PORTALLNEWS.ID ( Bandar Lampung ) – AJI dan LBH Bandar Lampung menila Rancangan Undang-Undang Kitab Hukum Pidana (RKUHP ) mengancam kebebasan pers, bahkan RKHUP tersebut juga merupakan langkah mundur dalam reformasi.
Ketua AJI Bandar Lampung Dian Wahyu Kusuma menjelaskan setidaknya ada 19 pasal yang tertuang dalam RUU KHUP dapat mengekang kebebasan pers dan mengancam kebebasan berpendapat.
Bahkan, Menurut Dian, RKUHP yang dipublikasikan 4 Juli 2022 merupakan langah mundur reformasi. Hal itu bisa dilihat dengan adanya pasal 218 yang memberikan ancaman pidana bagi orang yang dianggap dapat menyerang kehormatan atau harkat martabat Presiden atau wakil presiden.

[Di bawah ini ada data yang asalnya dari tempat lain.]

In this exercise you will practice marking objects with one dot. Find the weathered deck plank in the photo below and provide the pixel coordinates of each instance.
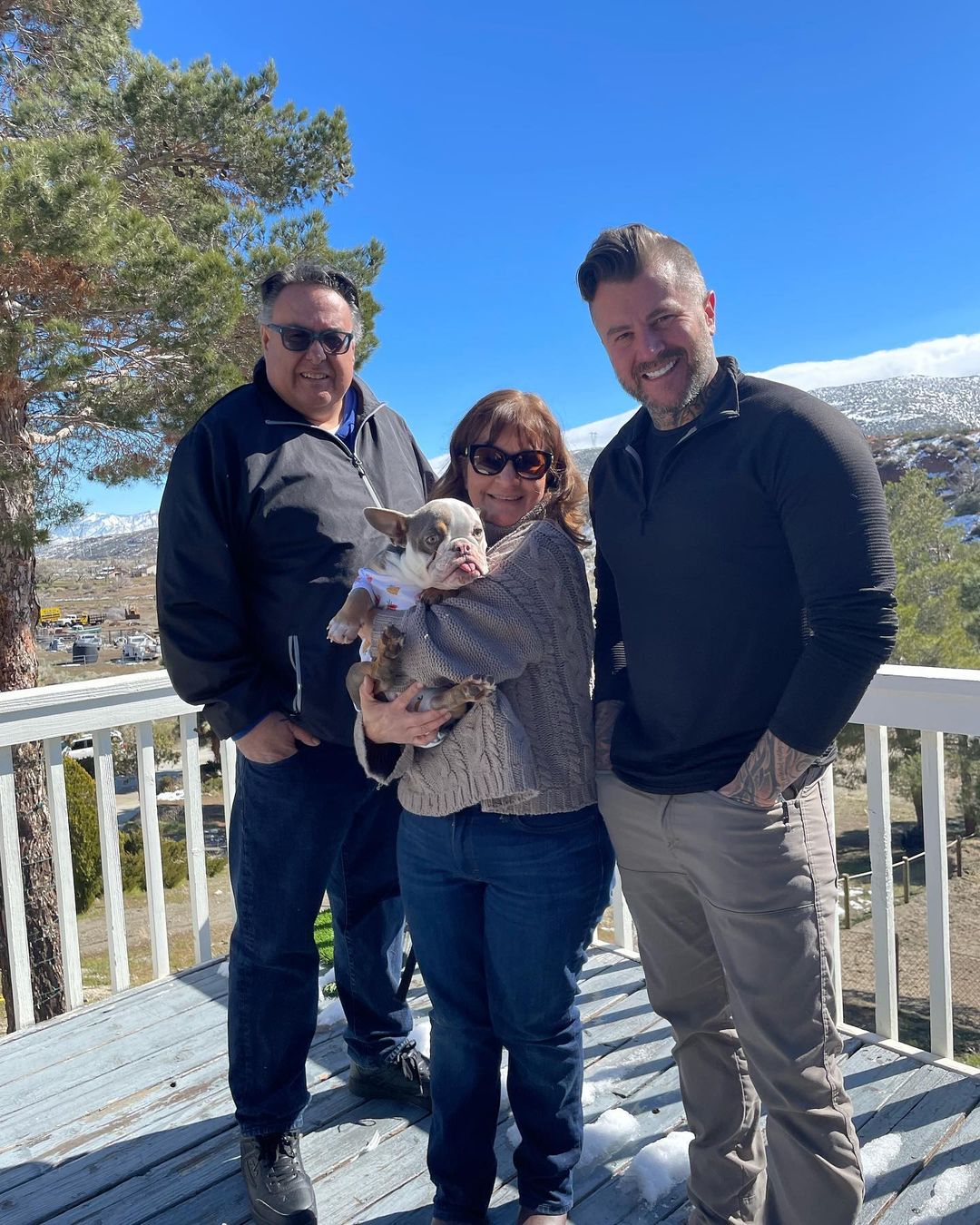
(119, 1115)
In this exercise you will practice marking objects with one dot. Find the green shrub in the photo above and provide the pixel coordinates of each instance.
(173, 859)
(83, 832)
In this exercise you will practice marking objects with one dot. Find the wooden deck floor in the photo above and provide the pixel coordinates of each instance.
(119, 1113)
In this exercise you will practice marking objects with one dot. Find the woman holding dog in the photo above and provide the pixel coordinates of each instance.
(504, 859)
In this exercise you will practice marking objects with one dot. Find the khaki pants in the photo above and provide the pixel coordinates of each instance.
(734, 908)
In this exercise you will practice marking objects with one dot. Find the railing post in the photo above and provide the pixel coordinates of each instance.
(160, 948)
(193, 825)
(14, 910)
(882, 881)
(622, 921)
(827, 793)
(230, 780)
(937, 895)
(64, 874)
(112, 871)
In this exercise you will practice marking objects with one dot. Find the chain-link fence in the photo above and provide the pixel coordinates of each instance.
(912, 947)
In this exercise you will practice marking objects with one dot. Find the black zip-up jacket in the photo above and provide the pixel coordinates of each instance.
(261, 533)
(745, 585)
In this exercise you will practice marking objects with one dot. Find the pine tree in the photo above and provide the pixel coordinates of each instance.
(139, 203)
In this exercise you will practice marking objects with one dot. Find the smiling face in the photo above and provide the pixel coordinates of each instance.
(312, 382)
(658, 335)
(506, 497)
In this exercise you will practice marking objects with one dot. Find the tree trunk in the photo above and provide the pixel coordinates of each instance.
(18, 669)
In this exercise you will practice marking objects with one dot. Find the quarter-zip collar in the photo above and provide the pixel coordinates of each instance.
(720, 402)
(720, 405)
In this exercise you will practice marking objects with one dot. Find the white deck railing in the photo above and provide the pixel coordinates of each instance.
(931, 701)
(49, 714)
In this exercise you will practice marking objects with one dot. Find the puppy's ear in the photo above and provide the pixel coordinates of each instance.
(391, 524)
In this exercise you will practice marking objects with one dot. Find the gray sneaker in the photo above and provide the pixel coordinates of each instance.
(406, 1078)
(279, 1189)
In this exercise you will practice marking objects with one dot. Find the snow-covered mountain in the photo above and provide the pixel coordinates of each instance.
(95, 524)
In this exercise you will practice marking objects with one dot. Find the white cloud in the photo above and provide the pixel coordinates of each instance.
(949, 357)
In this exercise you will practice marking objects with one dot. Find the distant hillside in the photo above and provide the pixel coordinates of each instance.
(916, 420)
(916, 405)
(126, 548)
(95, 524)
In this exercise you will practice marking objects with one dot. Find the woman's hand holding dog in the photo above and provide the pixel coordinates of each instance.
(397, 721)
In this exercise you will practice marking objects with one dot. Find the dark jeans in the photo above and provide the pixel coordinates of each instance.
(501, 910)
(305, 826)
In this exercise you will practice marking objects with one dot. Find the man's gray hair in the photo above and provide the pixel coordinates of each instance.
(623, 252)
(308, 273)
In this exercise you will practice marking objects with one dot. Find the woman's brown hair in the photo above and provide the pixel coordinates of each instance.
(535, 426)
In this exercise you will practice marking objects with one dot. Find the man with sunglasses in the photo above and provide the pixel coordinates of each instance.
(261, 533)
(744, 601)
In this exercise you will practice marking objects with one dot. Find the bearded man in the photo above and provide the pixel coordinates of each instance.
(745, 599)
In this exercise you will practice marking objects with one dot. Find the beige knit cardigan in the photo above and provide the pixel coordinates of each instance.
(528, 626)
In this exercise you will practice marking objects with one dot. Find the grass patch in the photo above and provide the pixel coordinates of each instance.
(324, 937)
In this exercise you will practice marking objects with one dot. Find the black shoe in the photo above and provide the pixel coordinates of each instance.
(279, 1190)
(405, 1080)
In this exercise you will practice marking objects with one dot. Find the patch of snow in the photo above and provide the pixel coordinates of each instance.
(608, 1134)
(951, 1186)
(371, 1143)
(661, 1166)
(422, 1035)
(878, 1157)
(331, 1014)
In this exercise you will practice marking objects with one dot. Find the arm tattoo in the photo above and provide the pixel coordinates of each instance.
(769, 767)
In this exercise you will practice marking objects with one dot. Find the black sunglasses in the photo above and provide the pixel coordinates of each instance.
(487, 461)
(298, 339)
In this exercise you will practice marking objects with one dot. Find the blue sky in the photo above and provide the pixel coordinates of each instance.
(819, 160)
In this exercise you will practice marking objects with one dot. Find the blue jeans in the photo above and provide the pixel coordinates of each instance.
(501, 910)
(309, 825)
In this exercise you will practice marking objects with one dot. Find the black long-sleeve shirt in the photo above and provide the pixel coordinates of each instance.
(745, 584)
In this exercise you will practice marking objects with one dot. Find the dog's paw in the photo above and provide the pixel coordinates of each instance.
(342, 631)
(476, 689)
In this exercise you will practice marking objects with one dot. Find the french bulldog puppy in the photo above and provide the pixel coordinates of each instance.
(434, 552)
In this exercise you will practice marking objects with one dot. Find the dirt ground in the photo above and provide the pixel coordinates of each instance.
(92, 940)
(69, 585)
(858, 947)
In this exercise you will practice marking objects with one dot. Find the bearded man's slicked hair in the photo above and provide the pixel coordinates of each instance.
(622, 254)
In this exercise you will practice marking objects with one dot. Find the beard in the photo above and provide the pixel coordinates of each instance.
(701, 364)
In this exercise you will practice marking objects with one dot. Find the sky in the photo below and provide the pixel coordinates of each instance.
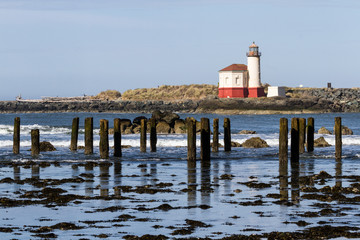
(71, 48)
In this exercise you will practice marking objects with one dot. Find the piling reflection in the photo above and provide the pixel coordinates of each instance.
(153, 172)
(283, 179)
(17, 173)
(104, 180)
(89, 171)
(205, 182)
(191, 183)
(35, 171)
(227, 183)
(295, 188)
(338, 173)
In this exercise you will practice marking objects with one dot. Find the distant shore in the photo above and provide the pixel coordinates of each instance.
(300, 101)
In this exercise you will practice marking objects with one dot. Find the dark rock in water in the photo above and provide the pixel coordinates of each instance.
(321, 142)
(166, 116)
(137, 120)
(219, 145)
(345, 130)
(46, 147)
(247, 132)
(125, 123)
(235, 144)
(162, 127)
(179, 126)
(255, 142)
(323, 130)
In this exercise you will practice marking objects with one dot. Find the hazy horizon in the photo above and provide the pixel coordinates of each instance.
(71, 48)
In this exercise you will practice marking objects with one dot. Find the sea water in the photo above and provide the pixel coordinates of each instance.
(224, 197)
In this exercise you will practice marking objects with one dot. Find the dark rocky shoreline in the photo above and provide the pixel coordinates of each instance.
(298, 101)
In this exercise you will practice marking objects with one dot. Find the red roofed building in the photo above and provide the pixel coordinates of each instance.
(241, 81)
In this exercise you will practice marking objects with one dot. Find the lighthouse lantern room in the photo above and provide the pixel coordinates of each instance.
(239, 80)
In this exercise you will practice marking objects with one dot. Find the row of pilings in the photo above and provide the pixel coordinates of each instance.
(302, 134)
(205, 134)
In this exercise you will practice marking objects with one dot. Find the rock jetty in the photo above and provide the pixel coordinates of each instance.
(298, 101)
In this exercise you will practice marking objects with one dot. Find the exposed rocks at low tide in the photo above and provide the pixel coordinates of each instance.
(299, 100)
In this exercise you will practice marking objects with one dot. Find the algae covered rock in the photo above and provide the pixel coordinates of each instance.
(321, 142)
(323, 130)
(255, 142)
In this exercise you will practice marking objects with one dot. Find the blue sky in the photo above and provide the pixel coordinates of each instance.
(71, 48)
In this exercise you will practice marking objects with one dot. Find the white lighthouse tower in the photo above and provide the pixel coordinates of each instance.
(255, 89)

Menururt Dian, pasal ini tidak sejalan dengan prinsip perlindungan kebebasan berekspresi terkait kritik terhadap pejabat public.
“ RKHUP merupakan ancaman baru bagi kebebasan pers, selain langkah mundur dalam reformasi, RKHUP tersebut juga tidak menghargai samasekali kerja-kerja jurnalis,” Kata Dian dalam Diskusi dan Kmpanye Revisi UU ITE dan Penghapusan pasal bermasalah RKHUP,Minggu(18/9/2022).
Belum lagi , Pasal 263 yang mengatur tindak pidana penyiaran atau penyebarluasan berita atau pemberitahuan bohong. Menurut Dian , pasal ini sangat mengancam kebebasan pers. Sebab pers bekerja untuk mengawasi dan mengawal kepentingan public sehingga pada prakteknya jurnalis kerap mendapat tudingan pembohongan dari pihak-iphak yang diberitakan.
Padahal, jika ada permasalahan dalam pemberitaan sudah ada mekanismenya sesuai dengan UU No. 40 tahun 1999 Tentang Pers yakni hak jawab dan hak koreksi. Begitu juga dengan Pasal 264 yang mengatur tindak pindana kepada setiap orang yang menyiarkan berita yang tidak pasti, berlebih-lebihan, atau yang tidak lengkap. Pasal ini jelas mengekang kebebasan pers.
Sementara itu, Direktur LBH Bandar Lampung Sumaindra Jarwadi mengatakan UU ITE dan RKHUP dapat mengancam demokrasi dan berpotensi dapat mempidanakan seseorang yang kritis terhadap pemerintah.
“Semua orang terancam pidana UU ITE maupun RKHUP, yang masih dalam pembahasan. Misal, dalam kontek penanganan pandemi, nitizen mengomentari kebijakan terhadap pemerintah dapat dikenakan UU ITE, padahal mereka menyampaikan kritik,” Ujar Sumaindra.
Sumaindra juga menekankan perlunya menyamakan persepsi untuk menolak RKHUP dan merevisi UU ITE dan juga harus saling bahu-membahu dalam upaya mendorng kebijakan yang pro terhadap perlindungan berpendapat dan berekspresi.